Of course you have your list of sights to see during your time in Florence, and you may even be wondering, ‘How will I see it all?’ Indeed, taking in the treasures of Renaissance art, from the David in the Accademia to Botticelli’s Birth of Venus in the Uffizi, may seem like a full-time job. But between the cappuccinos and Caravaggios, make time to explore the city’s unusual museums, for Florence holds some unique surprises.
Piazza dei Giudici 1 (Mon–Sun 9:30am–6pm; Tues 9:30am–1pm)

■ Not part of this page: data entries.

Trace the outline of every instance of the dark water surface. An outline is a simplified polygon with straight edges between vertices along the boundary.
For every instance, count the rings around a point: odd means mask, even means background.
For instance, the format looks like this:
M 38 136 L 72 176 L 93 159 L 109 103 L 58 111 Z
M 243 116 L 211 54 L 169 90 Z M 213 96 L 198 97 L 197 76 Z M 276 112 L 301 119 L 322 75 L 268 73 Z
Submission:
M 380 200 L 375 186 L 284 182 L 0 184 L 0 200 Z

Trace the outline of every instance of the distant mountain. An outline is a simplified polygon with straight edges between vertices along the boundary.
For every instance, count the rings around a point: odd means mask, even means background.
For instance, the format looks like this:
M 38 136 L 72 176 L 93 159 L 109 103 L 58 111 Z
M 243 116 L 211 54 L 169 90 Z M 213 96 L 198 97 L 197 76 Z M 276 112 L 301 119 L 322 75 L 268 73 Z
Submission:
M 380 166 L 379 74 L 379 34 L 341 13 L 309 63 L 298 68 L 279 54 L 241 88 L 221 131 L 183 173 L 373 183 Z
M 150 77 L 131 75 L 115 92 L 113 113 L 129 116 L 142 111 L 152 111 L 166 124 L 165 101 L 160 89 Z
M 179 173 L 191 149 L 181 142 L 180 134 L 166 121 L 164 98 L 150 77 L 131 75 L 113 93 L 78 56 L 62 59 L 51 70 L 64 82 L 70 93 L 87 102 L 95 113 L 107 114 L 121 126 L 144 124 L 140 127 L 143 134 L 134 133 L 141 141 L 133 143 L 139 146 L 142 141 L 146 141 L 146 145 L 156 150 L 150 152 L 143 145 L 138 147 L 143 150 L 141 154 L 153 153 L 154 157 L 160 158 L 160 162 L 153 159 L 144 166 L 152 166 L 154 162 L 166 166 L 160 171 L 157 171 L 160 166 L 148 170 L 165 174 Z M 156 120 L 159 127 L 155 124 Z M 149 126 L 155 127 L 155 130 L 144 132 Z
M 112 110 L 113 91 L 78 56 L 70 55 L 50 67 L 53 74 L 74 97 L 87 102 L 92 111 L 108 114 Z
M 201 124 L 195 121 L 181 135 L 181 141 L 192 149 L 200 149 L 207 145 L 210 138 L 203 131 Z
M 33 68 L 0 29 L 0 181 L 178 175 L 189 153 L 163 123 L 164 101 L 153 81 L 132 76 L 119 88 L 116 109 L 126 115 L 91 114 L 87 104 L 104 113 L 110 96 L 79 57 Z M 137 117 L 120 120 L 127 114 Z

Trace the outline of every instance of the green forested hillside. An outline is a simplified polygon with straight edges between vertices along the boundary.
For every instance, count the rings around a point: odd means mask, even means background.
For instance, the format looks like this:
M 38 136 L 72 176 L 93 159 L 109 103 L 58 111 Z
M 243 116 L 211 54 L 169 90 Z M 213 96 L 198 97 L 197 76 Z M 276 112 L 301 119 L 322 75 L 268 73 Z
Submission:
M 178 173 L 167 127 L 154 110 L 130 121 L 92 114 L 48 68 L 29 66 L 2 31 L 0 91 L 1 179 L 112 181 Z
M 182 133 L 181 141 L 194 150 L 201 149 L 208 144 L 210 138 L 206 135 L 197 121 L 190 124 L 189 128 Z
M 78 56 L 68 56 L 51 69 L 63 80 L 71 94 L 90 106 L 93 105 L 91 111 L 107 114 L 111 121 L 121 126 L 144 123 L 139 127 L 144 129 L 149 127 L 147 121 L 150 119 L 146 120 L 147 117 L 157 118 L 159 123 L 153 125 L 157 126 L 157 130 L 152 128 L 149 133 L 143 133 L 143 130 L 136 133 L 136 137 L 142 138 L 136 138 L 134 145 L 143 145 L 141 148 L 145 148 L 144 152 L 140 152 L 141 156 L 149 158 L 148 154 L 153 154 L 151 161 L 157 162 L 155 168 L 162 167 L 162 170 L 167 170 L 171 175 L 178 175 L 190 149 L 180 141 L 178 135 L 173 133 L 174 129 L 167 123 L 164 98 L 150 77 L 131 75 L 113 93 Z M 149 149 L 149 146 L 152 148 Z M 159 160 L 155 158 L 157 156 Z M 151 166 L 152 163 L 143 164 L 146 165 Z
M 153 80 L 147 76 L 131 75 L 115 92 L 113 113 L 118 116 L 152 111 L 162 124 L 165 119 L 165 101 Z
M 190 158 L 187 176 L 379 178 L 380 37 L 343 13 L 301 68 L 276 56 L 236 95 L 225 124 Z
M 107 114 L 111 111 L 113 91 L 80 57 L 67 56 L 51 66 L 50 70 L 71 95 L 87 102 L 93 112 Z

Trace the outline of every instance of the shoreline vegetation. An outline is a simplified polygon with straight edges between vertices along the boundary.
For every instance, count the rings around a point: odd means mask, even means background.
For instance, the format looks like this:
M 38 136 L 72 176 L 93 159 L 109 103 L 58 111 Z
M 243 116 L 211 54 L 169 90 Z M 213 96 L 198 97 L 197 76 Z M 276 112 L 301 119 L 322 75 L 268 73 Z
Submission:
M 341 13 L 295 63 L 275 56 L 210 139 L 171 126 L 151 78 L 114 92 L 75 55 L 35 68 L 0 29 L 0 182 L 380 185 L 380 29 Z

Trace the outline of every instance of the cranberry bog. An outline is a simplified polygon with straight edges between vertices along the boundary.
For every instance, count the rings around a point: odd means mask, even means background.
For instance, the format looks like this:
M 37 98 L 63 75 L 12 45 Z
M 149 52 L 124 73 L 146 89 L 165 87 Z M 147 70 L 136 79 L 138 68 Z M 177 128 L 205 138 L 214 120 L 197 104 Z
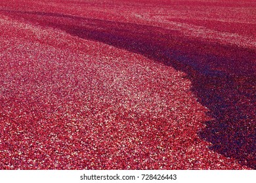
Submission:
M 255 1 L 0 1 L 1 169 L 255 169 Z

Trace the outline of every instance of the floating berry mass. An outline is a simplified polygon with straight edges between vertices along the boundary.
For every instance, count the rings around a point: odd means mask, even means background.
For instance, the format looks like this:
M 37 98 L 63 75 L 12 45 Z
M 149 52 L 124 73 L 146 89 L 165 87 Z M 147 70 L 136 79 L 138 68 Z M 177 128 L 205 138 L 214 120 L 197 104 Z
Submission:
M 255 13 L 1 1 L 0 169 L 256 169 Z

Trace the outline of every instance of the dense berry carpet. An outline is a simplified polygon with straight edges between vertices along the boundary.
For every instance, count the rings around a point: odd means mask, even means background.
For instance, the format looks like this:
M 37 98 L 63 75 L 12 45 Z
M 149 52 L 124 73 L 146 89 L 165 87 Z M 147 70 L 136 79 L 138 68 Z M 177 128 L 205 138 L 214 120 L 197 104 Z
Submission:
M 1 169 L 248 169 L 255 1 L 0 1 Z

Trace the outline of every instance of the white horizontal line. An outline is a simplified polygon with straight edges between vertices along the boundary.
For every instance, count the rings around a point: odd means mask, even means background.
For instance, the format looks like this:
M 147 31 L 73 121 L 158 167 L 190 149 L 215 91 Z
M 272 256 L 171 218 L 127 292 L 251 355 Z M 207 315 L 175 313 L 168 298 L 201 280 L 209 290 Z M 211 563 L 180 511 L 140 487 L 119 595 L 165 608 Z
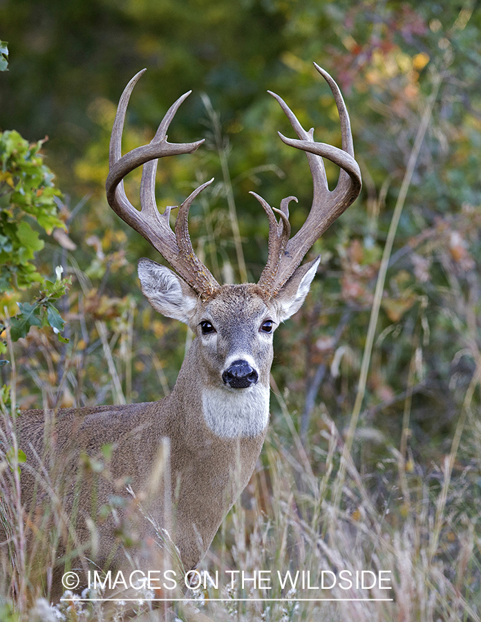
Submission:
M 300 602 L 312 602 L 319 603 L 321 601 L 340 601 L 340 602 L 359 602 L 361 601 L 368 602 L 379 602 L 379 601 L 392 601 L 394 599 L 60 599 L 61 601 L 68 603 L 79 602 L 79 603 L 93 603 L 100 602 L 133 602 L 139 603 L 158 603 L 158 602 L 176 602 L 176 603 L 196 603 L 196 602 L 207 602 L 209 601 L 217 601 L 223 603 L 238 603 L 238 602 L 249 602 L 251 601 L 263 601 L 266 602 L 282 602 L 282 603 L 300 603 Z

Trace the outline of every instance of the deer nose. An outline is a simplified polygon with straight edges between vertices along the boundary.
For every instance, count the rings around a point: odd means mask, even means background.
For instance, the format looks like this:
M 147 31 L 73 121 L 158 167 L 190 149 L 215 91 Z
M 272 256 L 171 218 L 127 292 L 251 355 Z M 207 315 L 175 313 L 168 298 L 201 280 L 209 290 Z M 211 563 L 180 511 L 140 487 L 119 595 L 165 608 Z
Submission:
M 247 388 L 256 384 L 258 377 L 247 361 L 234 361 L 222 375 L 224 383 L 232 388 Z

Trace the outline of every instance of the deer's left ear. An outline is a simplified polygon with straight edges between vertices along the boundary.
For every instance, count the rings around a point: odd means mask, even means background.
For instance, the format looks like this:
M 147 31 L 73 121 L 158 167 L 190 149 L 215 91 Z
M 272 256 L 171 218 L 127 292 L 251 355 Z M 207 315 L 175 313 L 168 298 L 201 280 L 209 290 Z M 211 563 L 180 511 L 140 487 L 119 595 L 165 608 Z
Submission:
M 274 297 L 274 301 L 279 308 L 279 321 L 283 322 L 299 310 L 308 295 L 320 261 L 319 255 L 309 263 L 299 266 Z

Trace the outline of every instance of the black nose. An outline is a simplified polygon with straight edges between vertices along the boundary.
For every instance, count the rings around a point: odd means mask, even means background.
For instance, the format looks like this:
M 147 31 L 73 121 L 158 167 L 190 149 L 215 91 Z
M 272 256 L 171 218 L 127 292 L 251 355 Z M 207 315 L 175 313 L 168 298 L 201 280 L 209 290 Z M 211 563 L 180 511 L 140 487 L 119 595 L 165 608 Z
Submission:
M 255 384 L 258 377 L 256 370 L 247 361 L 234 361 L 222 375 L 225 384 L 232 388 L 247 388 Z

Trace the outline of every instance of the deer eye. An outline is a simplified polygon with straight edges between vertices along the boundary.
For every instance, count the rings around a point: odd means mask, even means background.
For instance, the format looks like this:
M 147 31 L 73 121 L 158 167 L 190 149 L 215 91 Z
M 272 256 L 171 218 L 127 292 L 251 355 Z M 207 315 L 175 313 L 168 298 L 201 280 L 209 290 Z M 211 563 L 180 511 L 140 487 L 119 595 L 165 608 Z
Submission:
M 207 320 L 204 320 L 203 322 L 200 322 L 200 330 L 202 330 L 202 334 L 209 334 L 209 332 L 215 332 L 216 329 L 211 324 L 210 322 L 208 322 Z
M 266 320 L 261 327 L 261 332 L 272 332 L 273 326 L 274 322 L 272 321 L 272 320 Z

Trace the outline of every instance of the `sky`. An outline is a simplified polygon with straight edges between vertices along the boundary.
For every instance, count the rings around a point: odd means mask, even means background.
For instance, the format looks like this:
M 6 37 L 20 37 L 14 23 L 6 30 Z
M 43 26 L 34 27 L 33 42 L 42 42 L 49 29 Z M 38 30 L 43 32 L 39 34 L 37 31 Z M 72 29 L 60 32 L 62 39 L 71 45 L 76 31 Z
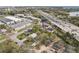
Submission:
M 0 0 L 0 6 L 79 6 L 79 0 Z

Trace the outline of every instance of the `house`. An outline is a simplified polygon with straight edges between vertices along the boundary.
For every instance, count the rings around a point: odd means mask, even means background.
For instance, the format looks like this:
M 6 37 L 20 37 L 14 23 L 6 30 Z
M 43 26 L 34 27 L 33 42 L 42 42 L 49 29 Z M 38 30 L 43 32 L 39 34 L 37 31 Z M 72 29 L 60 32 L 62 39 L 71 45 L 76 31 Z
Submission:
M 0 25 L 3 25 L 4 23 L 0 21 Z
M 7 25 L 10 25 L 10 24 L 13 24 L 14 21 L 10 20 L 10 19 L 6 19 L 6 18 L 3 18 L 0 20 L 2 23 L 4 24 L 7 24 Z
M 35 38 L 35 37 L 37 37 L 37 34 L 36 33 L 32 33 L 32 34 L 29 35 L 29 37 Z

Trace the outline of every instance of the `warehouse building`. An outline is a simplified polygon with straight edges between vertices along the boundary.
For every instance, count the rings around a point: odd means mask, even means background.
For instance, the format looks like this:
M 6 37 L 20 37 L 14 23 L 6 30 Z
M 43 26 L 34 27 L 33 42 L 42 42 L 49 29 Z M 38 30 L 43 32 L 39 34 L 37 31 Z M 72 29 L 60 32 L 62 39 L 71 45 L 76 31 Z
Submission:
M 70 12 L 69 16 L 79 16 L 79 12 Z

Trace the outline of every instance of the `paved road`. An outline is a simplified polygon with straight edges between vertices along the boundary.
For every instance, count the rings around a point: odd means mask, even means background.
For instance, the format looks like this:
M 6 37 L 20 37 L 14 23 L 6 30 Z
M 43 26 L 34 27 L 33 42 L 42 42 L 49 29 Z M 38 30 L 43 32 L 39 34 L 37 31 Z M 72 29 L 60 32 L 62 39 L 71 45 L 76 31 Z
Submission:
M 79 41 L 79 27 L 77 27 L 71 23 L 57 19 L 56 17 L 51 16 L 48 13 L 43 12 L 42 10 L 37 10 L 37 12 L 40 13 L 42 16 L 44 16 L 46 19 L 48 19 L 52 24 L 61 28 L 65 32 L 69 32 L 70 34 L 74 34 L 75 39 L 77 39 Z

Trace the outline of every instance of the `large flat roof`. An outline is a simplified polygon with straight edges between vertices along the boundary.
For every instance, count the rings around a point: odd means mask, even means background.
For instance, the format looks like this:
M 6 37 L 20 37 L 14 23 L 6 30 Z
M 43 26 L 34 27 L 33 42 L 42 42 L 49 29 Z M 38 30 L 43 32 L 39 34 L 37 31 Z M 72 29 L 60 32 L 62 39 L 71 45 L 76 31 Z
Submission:
M 11 22 L 12 20 L 7 19 L 7 18 L 3 18 L 0 21 L 3 22 L 3 23 L 7 23 L 7 22 Z
M 11 19 L 11 20 L 13 20 L 13 21 L 21 21 L 20 18 L 15 17 L 15 16 L 6 16 L 5 18 L 7 18 L 7 19 Z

Home to rare original telescopes that belonged to Galileo himself, this science museum celebrates the famous Renaissance man’s legacy in Florence. The updated display of more than 1,000 historical scientific instruments is accompanied by a video guide that you can rent at the entrance. Special exhibitions and frequent interactive opportunities make this a science geek’s paradise.
2. Ferragamo Museum
Piazza Santa Trinita, 5
Daily 10.30 am–7.30 pm; 6 euro
Florence is world-famous not only for its Renaissance artworks but also for its great fashion houses. Among these, one of the greatest success stories is that of Salvatore Ferragamo. Born into poverty in southern Italy, this shoe designer came to be known as ‘shoemaker to the stars,’ dressing such famous feet as those of Audrey Hepburn, Judy Garland and Greta Garbo. Thirty-five years after his death in 1960, the Ferragamo family turned the palazzo in piazza Santa Trinita into a museum honoring his life and inventive footwear designs. For anyone who is interested in fashion or just loves a good real-life fairy tale, a visit to the Ferragamo museum is a must. See more at theflr.net/ferragamomuseum.
3. Museum of Masonic Symbols
Via dell’Orto, 7
Mon–Fri, 3–7 pm; Sat and Sun, 10 am–1 pm, 3–7 pm; 5 euro
Intrigued by a bit of mystery? Head to the Museum of Masonic Symbols, located just off piazza del Carmine, where Cristiano Franceschini, the owner and a descendent of a once active freemason, will give you a tour of his house-turned-museum. A treasure trove of freemason memorabilia, the collection has everything from attire and banners to symbolic objects used during rituals, including ‘magic lanterns.’ True to his roots, Franceschini opened his collection to the public on March 1, 2012, the first day of the Masonic year. See more at theflr.net/masonicmuseum.
4. Casa Rodolfo Siviero
Lungarno Serristori, 1–3
Sat 10 am–6 pm; Sun and Mon 10 am–1pm; free entry Daily 10.30 am–7.30 pm; 6 euro
The Casa Rodolfo Siviero honors one of Italy’s greatest heroes, the man who single-handedly recovered countless artworks stolen by Nazis during World War II. Originally trained as a spy, he worked undercover in Germany posing as an art history student and eventually came to be known as the ‘007 of art.’ He spent the last 33 years of his life recovering works such as Beato Angelico’s Annunciation. Upon his death, Siviero’s house and belongings were donated to the city of Florence, which was subsequently turned into a museum where visitors can learn about the James Bond of the art world’s life and legacy.